一般に、PBXとIPテレフォニーサーバーなどのハードウェアのメーカーが違ったり、OSやデータベースなどソフトウェアのバージョンが異なった製品同士を統合することは容易ではない。だが、ジェネシスはミドルウェアとして、旧来のPBXやスイッチと新しいIPの仕組みなど、異種混在環境を全く苦にせずに運用できるため、合併統合でシステムを統合したい、といったニーズに十分対応できる点が最大の強みとなる。つまり、適材適所を考慮した自由なシステム構成が可能だということでもある。メーカーを統一する必要もない。この柔軟性が、他社のソリューションに対する大きな優位性であり、既存ハードウェアへの投資を無駄にすることなく、段階的にIP化に移行する際の基盤になるのである。

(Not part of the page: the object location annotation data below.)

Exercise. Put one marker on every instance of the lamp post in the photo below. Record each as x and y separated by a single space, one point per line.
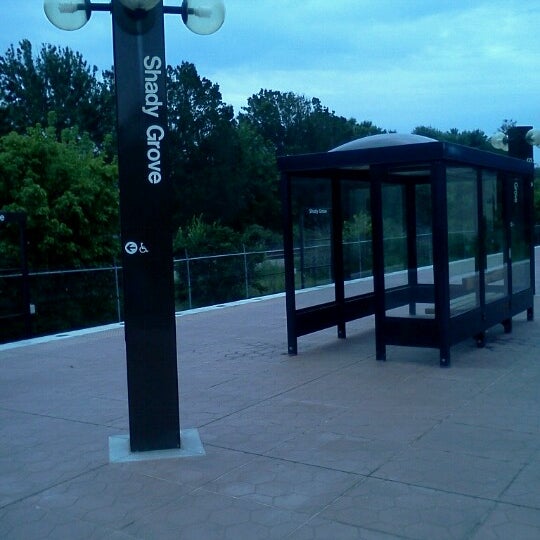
145 201
518 141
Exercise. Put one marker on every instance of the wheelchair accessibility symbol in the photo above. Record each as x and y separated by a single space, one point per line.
133 247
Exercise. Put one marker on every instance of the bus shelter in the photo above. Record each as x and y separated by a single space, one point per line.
435 239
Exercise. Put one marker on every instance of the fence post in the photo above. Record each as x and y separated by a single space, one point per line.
246 278
189 278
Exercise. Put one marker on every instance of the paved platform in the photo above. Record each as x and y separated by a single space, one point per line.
328 445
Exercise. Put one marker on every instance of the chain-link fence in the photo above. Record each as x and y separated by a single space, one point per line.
73 299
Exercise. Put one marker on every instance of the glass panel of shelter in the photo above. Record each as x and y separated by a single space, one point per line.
519 230
357 242
312 231
463 239
408 251
495 241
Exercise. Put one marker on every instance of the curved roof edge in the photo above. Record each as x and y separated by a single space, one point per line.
380 141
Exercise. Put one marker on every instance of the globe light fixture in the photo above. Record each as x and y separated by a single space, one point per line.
67 15
203 17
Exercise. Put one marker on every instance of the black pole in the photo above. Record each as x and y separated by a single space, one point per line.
145 217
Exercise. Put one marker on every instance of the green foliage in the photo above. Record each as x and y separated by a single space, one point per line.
295 124
224 171
57 80
202 238
68 193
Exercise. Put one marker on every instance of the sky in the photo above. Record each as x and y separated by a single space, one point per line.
447 64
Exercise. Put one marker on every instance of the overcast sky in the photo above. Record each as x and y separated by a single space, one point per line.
462 64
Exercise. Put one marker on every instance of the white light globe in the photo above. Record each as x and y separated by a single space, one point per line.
67 15
499 141
203 16
147 5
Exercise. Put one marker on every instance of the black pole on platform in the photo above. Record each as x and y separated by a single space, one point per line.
145 201
145 220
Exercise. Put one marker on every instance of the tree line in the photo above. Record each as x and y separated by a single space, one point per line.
58 156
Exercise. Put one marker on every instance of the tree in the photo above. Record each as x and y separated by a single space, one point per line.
69 195
296 124
57 80
220 170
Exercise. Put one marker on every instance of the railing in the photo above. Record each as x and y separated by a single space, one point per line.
72 299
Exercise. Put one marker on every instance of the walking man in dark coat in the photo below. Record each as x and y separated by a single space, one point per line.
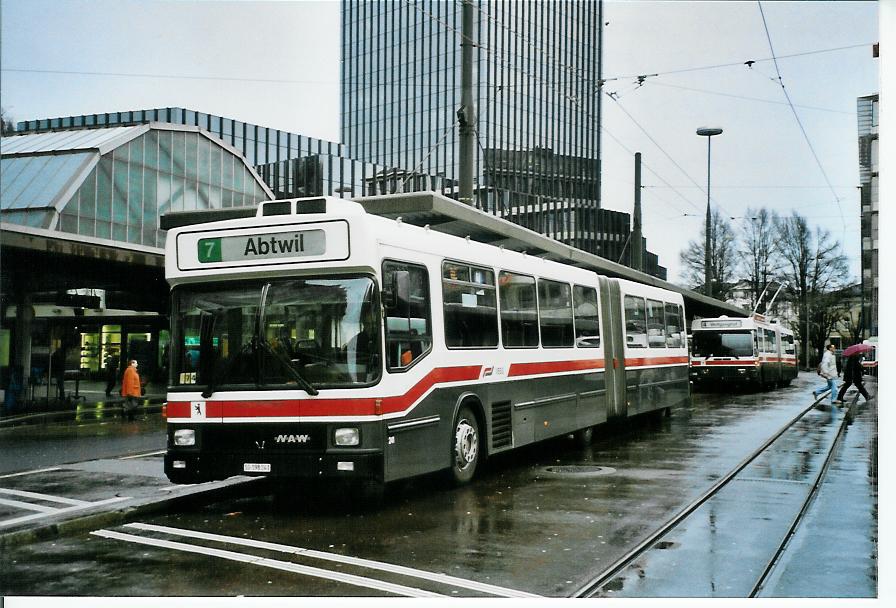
853 375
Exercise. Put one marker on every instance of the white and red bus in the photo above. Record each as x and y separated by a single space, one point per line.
747 351
315 340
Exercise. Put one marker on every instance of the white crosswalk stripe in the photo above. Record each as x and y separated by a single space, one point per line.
334 557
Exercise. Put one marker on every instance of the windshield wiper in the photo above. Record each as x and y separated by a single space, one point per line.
292 371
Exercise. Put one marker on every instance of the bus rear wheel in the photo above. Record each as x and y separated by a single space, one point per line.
465 447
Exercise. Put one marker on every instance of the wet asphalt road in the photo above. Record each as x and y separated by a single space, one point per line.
540 521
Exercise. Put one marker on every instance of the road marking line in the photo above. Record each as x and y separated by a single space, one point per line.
156 453
18 520
358 581
46 497
28 506
334 557
30 472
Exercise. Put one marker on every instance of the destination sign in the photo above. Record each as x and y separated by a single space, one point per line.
262 245
295 243
719 324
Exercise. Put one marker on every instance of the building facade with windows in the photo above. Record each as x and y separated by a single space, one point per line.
537 71
868 115
524 187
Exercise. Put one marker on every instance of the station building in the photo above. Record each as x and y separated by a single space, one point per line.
83 287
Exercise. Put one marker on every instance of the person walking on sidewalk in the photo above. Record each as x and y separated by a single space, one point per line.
852 374
130 390
111 374
827 369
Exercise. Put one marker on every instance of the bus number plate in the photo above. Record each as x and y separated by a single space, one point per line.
256 467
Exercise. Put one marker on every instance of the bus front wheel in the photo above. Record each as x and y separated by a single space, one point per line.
465 446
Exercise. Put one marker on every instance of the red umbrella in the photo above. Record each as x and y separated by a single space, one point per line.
857 348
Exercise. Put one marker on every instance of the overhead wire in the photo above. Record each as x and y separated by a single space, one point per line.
798 121
735 63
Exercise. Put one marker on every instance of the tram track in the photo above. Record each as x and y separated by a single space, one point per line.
594 586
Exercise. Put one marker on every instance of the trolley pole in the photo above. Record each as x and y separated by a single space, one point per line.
466 114
637 249
708 132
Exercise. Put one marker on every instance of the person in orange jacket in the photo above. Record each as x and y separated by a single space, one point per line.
130 390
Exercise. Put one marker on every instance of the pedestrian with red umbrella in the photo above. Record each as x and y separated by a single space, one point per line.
852 370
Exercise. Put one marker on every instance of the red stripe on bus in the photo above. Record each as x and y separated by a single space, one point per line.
328 407
737 362
642 361
553 367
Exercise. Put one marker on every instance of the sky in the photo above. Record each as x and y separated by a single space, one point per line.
277 64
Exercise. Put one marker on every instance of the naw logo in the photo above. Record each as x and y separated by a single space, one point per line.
292 438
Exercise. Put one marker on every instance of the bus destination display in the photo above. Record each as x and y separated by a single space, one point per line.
262 246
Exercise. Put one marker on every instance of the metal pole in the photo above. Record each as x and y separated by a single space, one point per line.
637 249
707 261
466 114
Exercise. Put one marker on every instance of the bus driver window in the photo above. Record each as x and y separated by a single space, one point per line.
408 322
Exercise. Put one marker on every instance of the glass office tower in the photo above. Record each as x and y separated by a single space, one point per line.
537 69
868 114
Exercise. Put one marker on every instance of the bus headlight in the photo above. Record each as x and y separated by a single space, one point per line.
184 437
347 436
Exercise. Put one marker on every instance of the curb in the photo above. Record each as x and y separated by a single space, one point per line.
76 525
54 416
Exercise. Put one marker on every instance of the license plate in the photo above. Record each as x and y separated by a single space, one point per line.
256 467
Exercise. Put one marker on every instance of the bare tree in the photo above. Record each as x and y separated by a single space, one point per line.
722 255
812 265
759 251
7 126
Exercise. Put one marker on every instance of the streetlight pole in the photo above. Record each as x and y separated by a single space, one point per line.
708 132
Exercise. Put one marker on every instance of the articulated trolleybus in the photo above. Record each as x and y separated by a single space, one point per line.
317 341
747 351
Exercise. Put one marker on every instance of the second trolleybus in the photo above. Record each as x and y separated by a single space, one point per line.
317 341
751 351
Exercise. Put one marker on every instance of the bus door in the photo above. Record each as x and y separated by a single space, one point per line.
614 347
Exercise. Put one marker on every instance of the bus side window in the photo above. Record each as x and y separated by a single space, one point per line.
656 324
519 311
635 322
587 325
674 326
408 324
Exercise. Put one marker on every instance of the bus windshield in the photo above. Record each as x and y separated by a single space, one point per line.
292 333
723 344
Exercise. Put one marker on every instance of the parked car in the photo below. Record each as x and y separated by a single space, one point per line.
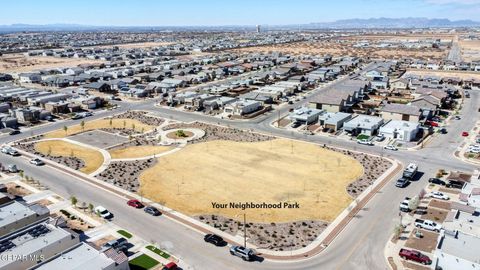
415 256
438 195
437 181
364 141
170 266
245 253
455 184
427 225
152 211
103 212
135 203
296 124
214 239
390 147
14 132
404 205
402 182
37 162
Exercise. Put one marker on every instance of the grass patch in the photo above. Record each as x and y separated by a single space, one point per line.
289 170
143 262
93 159
125 234
158 251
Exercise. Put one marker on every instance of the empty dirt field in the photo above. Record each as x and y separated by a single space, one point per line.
19 63
114 123
274 171
470 50
92 159
138 151
341 49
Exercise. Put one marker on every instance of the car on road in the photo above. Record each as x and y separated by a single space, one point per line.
437 181
390 147
214 239
427 225
455 184
245 253
14 132
37 162
152 211
135 203
438 195
415 256
103 212
170 266
402 182
364 141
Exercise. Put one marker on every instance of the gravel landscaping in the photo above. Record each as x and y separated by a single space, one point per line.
71 162
213 132
142 117
125 174
273 236
373 167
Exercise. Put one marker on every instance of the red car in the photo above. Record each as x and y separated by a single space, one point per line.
135 203
415 256
170 266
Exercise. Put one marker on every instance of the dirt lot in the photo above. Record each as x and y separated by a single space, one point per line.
20 63
138 151
92 159
444 73
427 243
470 50
127 124
272 171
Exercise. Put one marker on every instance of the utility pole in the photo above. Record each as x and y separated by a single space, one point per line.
244 230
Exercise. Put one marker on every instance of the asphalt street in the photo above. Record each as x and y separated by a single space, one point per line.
359 246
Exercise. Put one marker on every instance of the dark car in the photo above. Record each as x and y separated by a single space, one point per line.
402 182
455 184
135 203
437 181
152 211
214 239
14 132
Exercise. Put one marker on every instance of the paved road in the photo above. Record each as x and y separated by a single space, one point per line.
359 246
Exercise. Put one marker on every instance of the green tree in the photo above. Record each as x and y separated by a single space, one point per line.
73 200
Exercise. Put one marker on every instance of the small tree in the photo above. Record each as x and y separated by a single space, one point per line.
73 200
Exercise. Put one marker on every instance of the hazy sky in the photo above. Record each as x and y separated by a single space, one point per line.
225 12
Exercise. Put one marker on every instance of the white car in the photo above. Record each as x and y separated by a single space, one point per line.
103 212
390 147
438 195
364 141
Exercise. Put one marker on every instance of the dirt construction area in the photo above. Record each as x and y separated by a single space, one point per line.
19 63
272 172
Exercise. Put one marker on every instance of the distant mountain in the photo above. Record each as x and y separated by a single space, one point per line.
395 23
412 22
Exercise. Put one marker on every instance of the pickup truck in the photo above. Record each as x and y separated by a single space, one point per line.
415 256
427 225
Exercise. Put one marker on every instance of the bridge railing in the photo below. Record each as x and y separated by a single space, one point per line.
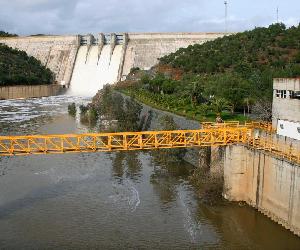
266 126
47 144
280 150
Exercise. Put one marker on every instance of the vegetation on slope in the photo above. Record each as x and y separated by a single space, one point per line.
238 69
16 67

現在、コンタクトセンターのIP化は、オフィス用途と比べると、出遅れ感があるという点が否めない。IP化に関心はあるものの、通話品質などを見極める必要もあるため、従来のPBXの延長であるIP-PBXを導入するということが現実には多くなっている。
しかし、ソフトウェアでコンタクトセンターをIP化する大きなメリットとして、PBXのような物理的なハードウェアを持つ必要がないことが挙げられる。コスト削減はもちろん、バージョンアップや機能追加の際に、ハードウェアを丸ごと交換するような無駄は発生しない。さらに、ソフトウェアによるIP化によって、距離的に離れている複数の拠点をバーチャルに統合することで、人件費の削減やシステム管理を容易にすることができる(図2)。

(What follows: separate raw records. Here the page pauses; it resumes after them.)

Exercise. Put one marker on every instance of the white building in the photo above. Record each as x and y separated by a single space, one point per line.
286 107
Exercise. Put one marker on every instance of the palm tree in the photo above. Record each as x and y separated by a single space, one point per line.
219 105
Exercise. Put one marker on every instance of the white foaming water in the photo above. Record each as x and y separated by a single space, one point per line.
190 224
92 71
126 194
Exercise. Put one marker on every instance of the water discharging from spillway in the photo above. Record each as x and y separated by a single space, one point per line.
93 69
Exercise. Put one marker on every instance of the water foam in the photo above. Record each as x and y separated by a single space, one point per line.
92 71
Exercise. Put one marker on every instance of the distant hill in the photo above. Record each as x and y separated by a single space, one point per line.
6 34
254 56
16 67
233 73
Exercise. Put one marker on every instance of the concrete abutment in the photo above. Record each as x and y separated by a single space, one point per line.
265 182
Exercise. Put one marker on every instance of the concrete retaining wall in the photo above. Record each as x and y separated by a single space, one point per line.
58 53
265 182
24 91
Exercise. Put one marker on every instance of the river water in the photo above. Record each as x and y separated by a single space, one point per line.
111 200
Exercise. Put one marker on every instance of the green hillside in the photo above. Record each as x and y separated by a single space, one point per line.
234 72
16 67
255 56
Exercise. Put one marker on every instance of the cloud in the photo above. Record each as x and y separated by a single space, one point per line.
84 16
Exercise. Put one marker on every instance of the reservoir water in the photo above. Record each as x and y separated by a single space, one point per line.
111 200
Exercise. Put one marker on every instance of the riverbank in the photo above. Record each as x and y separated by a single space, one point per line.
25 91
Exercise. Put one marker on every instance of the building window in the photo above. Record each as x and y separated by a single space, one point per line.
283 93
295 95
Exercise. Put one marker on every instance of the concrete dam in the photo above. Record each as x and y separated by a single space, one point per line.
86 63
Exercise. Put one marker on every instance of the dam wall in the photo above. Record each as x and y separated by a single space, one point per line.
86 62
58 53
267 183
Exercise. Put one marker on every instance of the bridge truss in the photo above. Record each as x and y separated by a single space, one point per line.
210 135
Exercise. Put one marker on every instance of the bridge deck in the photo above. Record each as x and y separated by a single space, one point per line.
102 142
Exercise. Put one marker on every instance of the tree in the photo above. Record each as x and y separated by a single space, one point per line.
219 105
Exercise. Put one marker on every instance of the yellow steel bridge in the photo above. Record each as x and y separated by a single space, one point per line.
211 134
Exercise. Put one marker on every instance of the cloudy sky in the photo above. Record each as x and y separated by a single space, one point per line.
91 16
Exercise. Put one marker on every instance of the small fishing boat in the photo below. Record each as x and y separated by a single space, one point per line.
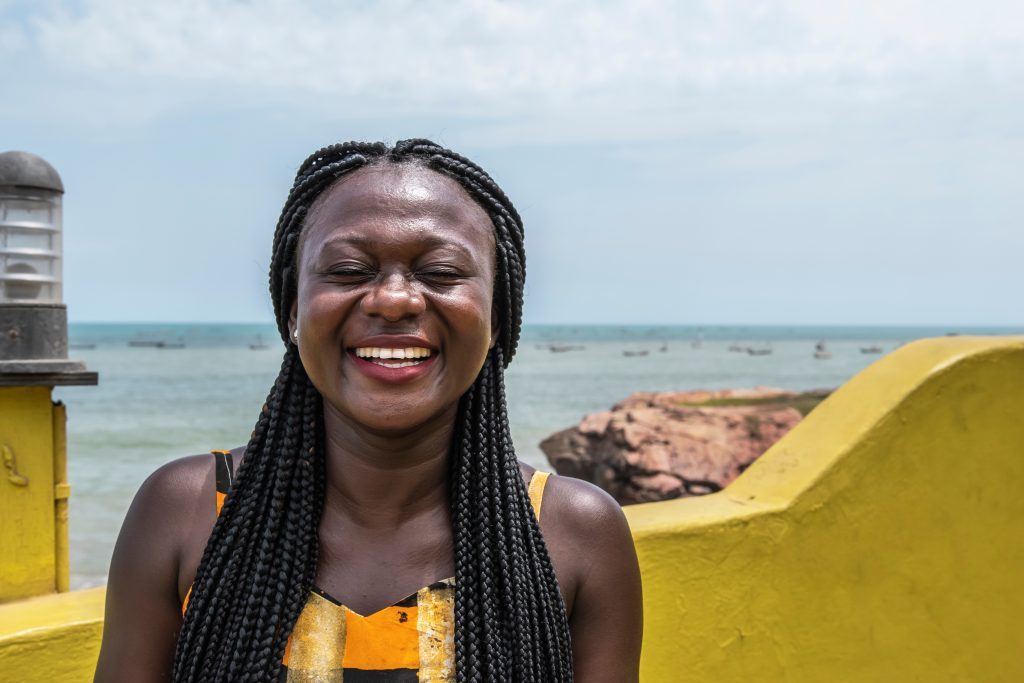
157 343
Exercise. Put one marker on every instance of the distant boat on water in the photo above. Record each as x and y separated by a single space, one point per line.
157 343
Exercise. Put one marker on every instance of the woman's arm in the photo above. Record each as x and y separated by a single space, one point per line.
592 543
143 608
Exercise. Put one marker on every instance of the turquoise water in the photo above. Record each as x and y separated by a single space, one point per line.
154 404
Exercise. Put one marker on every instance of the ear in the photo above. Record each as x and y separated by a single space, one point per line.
293 321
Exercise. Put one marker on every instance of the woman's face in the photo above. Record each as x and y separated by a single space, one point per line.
395 281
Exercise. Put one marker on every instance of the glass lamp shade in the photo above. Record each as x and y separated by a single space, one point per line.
30 246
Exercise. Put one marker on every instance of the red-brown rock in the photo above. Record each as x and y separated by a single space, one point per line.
654 446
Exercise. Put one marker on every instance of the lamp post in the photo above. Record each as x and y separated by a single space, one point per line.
33 359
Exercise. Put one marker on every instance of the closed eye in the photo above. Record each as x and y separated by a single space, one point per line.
440 275
349 274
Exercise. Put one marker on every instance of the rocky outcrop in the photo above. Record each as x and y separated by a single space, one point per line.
654 446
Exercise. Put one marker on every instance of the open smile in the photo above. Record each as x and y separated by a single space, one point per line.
393 365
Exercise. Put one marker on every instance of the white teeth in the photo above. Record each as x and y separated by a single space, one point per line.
389 353
406 364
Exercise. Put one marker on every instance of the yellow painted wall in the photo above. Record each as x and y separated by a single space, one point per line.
52 639
882 540
27 511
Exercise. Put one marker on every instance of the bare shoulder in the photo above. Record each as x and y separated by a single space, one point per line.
582 525
143 607
595 560
584 518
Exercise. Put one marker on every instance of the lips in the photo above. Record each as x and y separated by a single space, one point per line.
393 358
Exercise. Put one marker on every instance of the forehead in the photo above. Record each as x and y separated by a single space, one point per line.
380 205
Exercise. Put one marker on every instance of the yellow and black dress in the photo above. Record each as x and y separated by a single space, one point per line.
413 641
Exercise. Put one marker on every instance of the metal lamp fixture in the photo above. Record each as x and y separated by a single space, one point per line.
33 317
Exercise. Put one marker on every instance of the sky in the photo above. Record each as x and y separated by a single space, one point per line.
677 162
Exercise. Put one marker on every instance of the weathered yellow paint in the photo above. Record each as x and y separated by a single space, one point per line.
54 638
27 522
881 540
61 492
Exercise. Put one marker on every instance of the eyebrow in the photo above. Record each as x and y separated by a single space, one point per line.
429 242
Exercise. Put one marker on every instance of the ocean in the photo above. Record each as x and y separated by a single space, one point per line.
204 388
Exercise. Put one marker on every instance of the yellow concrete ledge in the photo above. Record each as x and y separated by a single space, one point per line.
54 638
881 540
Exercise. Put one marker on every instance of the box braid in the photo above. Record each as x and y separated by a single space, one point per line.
260 562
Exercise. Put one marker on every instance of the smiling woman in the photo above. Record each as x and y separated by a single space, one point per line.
378 525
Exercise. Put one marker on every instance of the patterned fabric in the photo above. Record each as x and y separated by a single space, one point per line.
412 641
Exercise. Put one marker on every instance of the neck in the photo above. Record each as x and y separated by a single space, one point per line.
379 480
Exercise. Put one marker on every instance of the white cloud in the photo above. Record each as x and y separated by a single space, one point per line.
473 54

「ジェネシスを導入することで、既存のPBXを残したまま、新たに一部だけをIP化して運用することが可能になります。IP化での確実な運用体制を確認してから、全体を移行するといったことがジェネシスでは簡単に実現できるのです。さらに、音声電話だけでなく電子メールやFAXなどの多種のコンタクトを一元的に管理でき、問い合わせに対するマルチメディアルーティングの実現も容易です。電子メール、電話、FAXといったメッセージングの違いを吸収して、シームレスに顧客情報を共有できれば、どのチャネルから問い合わせがあっても、一貫したルールに基づいた対応ができるのです」(新宮氏)

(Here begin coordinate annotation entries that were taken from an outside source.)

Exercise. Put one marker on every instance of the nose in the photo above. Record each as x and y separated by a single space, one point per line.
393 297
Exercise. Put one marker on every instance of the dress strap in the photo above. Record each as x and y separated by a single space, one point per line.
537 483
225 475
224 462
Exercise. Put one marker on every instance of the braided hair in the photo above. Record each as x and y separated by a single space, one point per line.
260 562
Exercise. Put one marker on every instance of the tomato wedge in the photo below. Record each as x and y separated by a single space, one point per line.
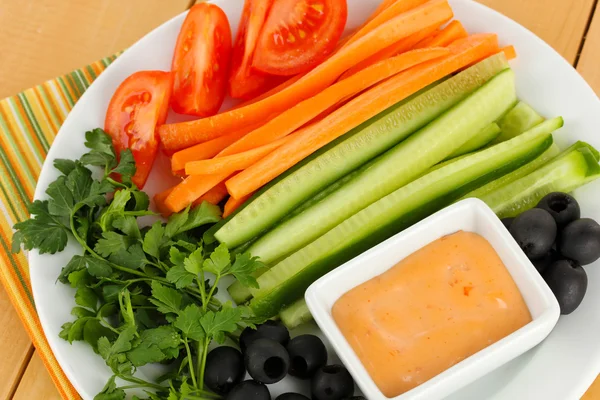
201 61
299 34
139 105
245 82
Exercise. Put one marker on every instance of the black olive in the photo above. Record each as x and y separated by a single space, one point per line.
580 241
307 355
267 361
535 232
507 222
291 396
568 282
224 369
332 382
249 390
544 262
273 330
563 208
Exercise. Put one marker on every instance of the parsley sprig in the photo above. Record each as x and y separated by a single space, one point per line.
143 294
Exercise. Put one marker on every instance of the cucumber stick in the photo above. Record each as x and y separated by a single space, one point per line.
296 314
286 282
484 137
575 167
350 152
518 120
393 169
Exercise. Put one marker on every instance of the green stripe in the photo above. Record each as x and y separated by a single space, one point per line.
23 163
7 250
16 182
49 105
34 122
64 89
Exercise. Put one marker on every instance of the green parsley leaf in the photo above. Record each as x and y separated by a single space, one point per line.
111 243
243 269
132 257
154 239
43 231
216 324
166 299
193 263
219 260
189 323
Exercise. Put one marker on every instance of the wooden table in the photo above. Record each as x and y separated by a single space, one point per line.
41 39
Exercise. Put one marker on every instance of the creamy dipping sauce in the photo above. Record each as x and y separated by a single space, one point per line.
443 303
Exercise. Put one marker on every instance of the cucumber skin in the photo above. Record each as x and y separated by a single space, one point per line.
393 169
288 292
497 63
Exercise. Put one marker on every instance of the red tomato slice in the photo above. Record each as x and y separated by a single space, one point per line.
201 61
299 34
139 105
244 81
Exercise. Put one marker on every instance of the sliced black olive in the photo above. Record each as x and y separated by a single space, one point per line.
568 281
507 222
291 396
273 330
580 241
535 232
307 355
563 207
224 369
332 382
249 390
267 361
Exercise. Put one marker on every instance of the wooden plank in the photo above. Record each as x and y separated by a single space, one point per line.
36 383
42 39
561 23
15 347
589 62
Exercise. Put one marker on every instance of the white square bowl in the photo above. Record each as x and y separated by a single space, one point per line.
470 215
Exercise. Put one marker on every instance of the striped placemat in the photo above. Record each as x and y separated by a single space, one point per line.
29 121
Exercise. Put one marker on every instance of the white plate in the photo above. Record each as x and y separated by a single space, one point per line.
562 367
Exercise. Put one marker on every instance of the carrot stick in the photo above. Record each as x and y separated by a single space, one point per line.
190 189
159 202
206 150
290 120
399 47
510 52
360 109
213 196
271 92
453 31
390 11
185 134
233 204
234 162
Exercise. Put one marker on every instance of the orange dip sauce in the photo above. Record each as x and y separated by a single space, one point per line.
436 307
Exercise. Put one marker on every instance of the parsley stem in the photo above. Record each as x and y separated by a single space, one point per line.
202 365
190 361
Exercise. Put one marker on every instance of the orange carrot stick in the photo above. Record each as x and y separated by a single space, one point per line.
453 31
399 47
360 109
233 204
159 202
292 119
190 189
213 196
185 134
510 52
234 162
206 150
390 11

つまり、電話応対用に用意されている対応方法に、電子メールなどの異なるチャネルの対応ルールを追加できることになる。問い合わせのルーティングだけでなく、ルールにはワークフローも記述可能だ。これにより、既存のバックオフィスの業務とコンタクトセンターの対応をシームレスに連携させることが可能になる(図3)。
次世代のコンタクトセンターに対応する
これまでのように、コールセンターは苦情の受け付けをするだけと考えているようでは、企業におけるコンタクトセンターの活用も頭打ちになってしまうかもしれない。サポート業務や単なる問い合わせ窓口という位置付けを越えて、「営業の最前線部隊」として、顧客との重要な接点にしていくという発想が、今後は求められていく。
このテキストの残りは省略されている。